Crépuscule sur l'Islam, voyage au pays des croyants
de Vidiadhar Surajprasad Naipaul

critiqué par Oburoni, le 11 juillet 2011
(Waltham Cross - 41 ans)


La note:  étoiles
L'Islam en action
La fin des années 1970 et le début des années 1980 représentent un tournant pour l'Islam. La révolution qui voit Khomeini prendre le pouvoir en Iran inspire d'autres pays, certains sombrant aussi peu à peu dans des théocraties islamistes. Le monde, soudain, semble basculer, s'éveiller à un fanatisme religieux de plus en plus dangereux et influent. Les femmes disparaissent sous des voiles, les dissidents jetés en prison ou lapidés en public, des citoyens fouettés dans les rues, les ambassades prises en otage, même la Mecque devient le théâtre d'un bain de sang.

V.S. Naipaul ne connait pas grand chose à l'Islam. Comme beaucoup alors il est ignorant de son histoire, de ses querelles théologiques mais, malgré son ignorance (ou plutôt à cause d'elle) il veut toutefois comprendre, saisir le pourquoi de son importance et de l'impact de plus en plus grand qu'il prend dans certaines parties du monde. Entre 1979 et 1980 il voyage donc pendant sept mois dans quatre pays où cette religion semble prendre des proportions majeures : l'Iran, le Pakistan, la Malaisie et, enfin, l'Indonésie.

Dans un climat chaotique il va des centres urbains aux régions les plus reculées, rencontre des gens simples et des personnalités intellectuelles, politiques et religieuses, découvre l'Islam tout en se confrontant à ses dérives les plus totalitaires et violentes.

C'était il y a plus de trente ans. Le tout reste pourtant tristement familier.

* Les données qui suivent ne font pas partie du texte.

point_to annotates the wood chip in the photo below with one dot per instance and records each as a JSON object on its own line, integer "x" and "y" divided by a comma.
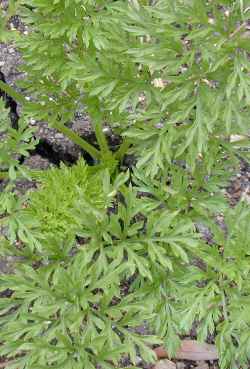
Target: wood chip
{"x": 165, "y": 364}
{"x": 191, "y": 350}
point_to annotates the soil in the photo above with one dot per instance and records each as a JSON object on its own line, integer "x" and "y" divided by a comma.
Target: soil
{"x": 55, "y": 147}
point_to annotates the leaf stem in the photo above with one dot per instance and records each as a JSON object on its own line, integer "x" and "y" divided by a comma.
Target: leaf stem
{"x": 13, "y": 93}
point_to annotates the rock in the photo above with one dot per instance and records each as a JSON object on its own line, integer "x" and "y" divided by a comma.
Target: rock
{"x": 202, "y": 365}
{"x": 165, "y": 364}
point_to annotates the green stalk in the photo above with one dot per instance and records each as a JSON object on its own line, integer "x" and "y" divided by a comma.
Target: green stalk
{"x": 4, "y": 175}
{"x": 101, "y": 138}
{"x": 123, "y": 149}
{"x": 59, "y": 126}
{"x": 13, "y": 93}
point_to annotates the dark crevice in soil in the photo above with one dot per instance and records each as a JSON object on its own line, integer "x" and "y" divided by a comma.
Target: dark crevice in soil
{"x": 44, "y": 148}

Instructif, plus on s'avance dans le livre et plus on contemple ces pays s'enfoncer dangereusement dans les ténèbres. Un nouvel obscurantisme religieux se répand, servant des intérêts politiques et nationalistes, catalysant les haines et frustrations de contrées à la dérive. Lucide, il s'agit aussi plus que de simple politique. Partout en effet, malgré ses divisions en sectes qui s'affrontent parfois violemment on saisit avec horreur comment l'Islam, de par la nature de la foi qu'il professe, constitue un fuel explosif.

La foi en Allah et dans le Coran y apparait comme étant plus, bien plus, que de se raccrocher à quelques dogmes et rituels. Il s'agit d'un tout, un tout qui embrasse de la politique à la morale, un mode de vie complet qui forge toute une identité. Une foi qui n'est pas seulement un concept abstrait, mais une abstraction qui se veut aussi forger toute une culture, une civilisation entièrement "soumise" à Dieu et ne laissant aucune place au compromis. Voyager aux côtés de Naipaul c'est saisir avec effroi les dangers d'une telle vision. Une telle foi, un tel tout, perçu comme il l'est comme étant la solution à des problèmes d'ordre politique et économique ne pouvant en effet que donner naissance à un prosélytisme brutal, la création d'une "société de croyants" devenant l'utopie à laquelle de plus en plus se raccrochent quel qu'en soit le prix.

"Crépuscule sur l'Islam", glaçant, constitue un étrange panorama. Naipaul, malgré son ignorance de départ reste ouvert et lucide. Il donne à voir un Islam divisé, en proie à d’incessantes et irréconciliables querelles théologiques, contesté parfois mais qui n'en demeure pas moins une dangereuse boite de Pandore. La foi aveugle qu'il implique, la "soumission" dans tous les domaines à des dogmes religieux qui s'accaparent alors le pouvoir inquiétait déjà. On en voit les répercussions, terribles, encore aujourd'hui.